My parents drummed into me the importance of “Buyer beware.” Today’s parents need to teach kids a variation on that phrase, “Browser beware.”
One of my younger employees once told me that he preferred digital media to mass media such as television because he didn’t have to suffer through commercials not targeted to him. However, the technology used to target digital ads can harm people who may not be aware of what’s going on (and he certainly didn’t fall into that group).
In 2011, The Journal of the American Association of Pediatrics published a study called Clinical Report—The Impact of Social Media on Children, Adolescents, and Families. The report by Gwenn Schurgin O’Keeffe, Kathleen Clarke-Pearson and the Council on Communications and Media cataloged both the negative and positive influences that social media can have. The report makes a powerful case for media literacy education.
The authors define social media as any Web site that allows social interaction
These include social networking sites such as Facebook and Twitter; gaming sites and virtual worlds such as Second Life; video sites such as YouTube; and blogs.

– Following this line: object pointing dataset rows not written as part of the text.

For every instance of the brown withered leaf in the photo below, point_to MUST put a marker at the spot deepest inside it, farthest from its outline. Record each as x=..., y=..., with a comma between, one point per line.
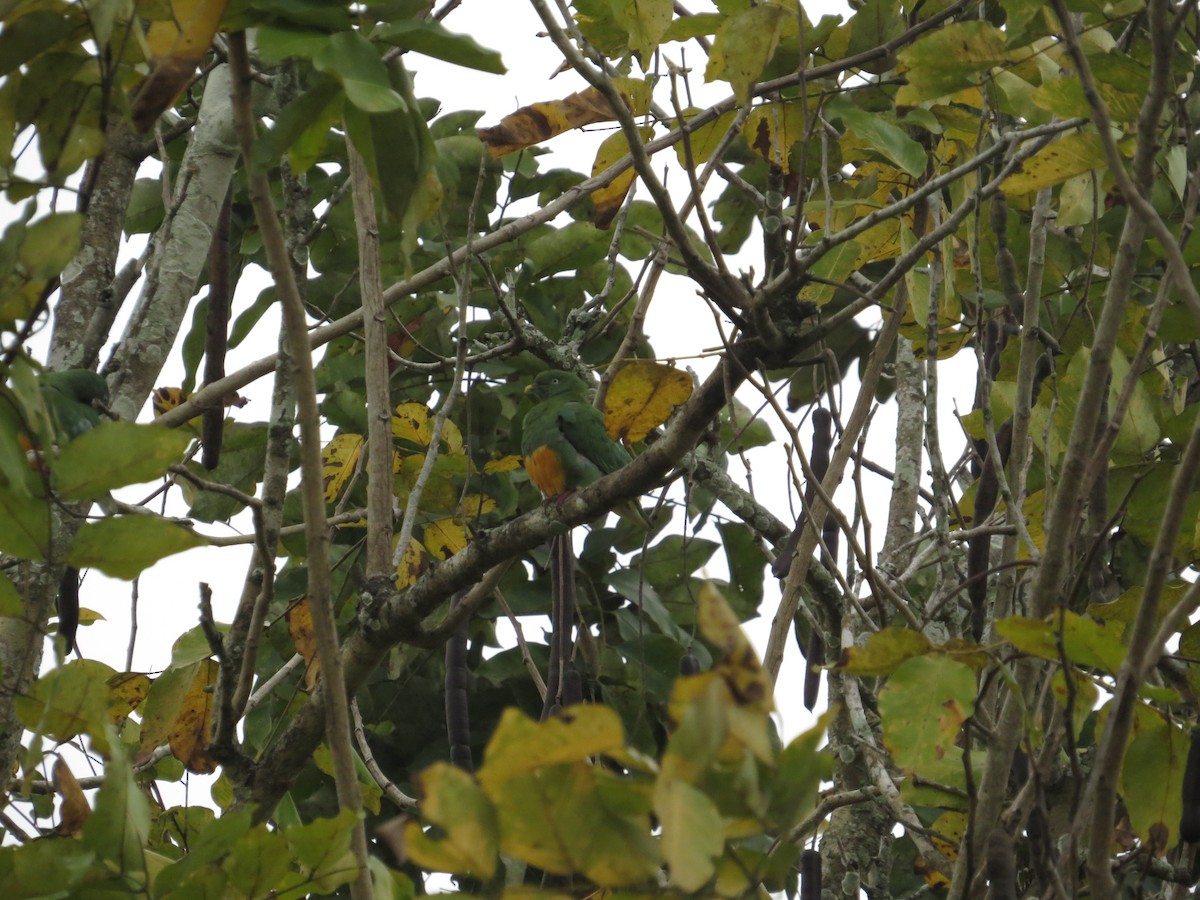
x=192, y=731
x=541, y=121
x=305, y=639
x=73, y=810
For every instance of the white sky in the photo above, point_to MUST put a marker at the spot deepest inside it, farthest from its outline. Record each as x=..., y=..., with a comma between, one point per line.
x=678, y=324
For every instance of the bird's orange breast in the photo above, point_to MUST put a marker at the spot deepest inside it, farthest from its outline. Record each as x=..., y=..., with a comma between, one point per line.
x=546, y=472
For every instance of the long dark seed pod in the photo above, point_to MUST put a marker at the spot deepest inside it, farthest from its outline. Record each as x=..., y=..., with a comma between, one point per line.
x=1001, y=865
x=810, y=875
x=457, y=706
x=216, y=335
x=69, y=607
x=562, y=616
x=1189, y=822
x=819, y=460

The authors point out that many social sites gather information on the person using a site and use that information to give advertisers the ability to target “behavioral” ads directly to an individual’s profile. They also discuss how this information can come back to haunt kids later in life:
“When Internet users visit various Web sites, they can leave behind evidence of which sites they have visited. This collective, ongoing record of one’s Web activity is called the “digital footprint.” One of the biggest threats to young people on social media sites is to their digital footprint and future reputations. Preadolescents and adolescents who lack an awareness of privacy issues often post inappropriate messages, pictures, and videos without understanding that “what goes online stays online.” As a result, future jobs and college acceptance may be put into jeopardy by inexperienced and rash clicks of the mouse.”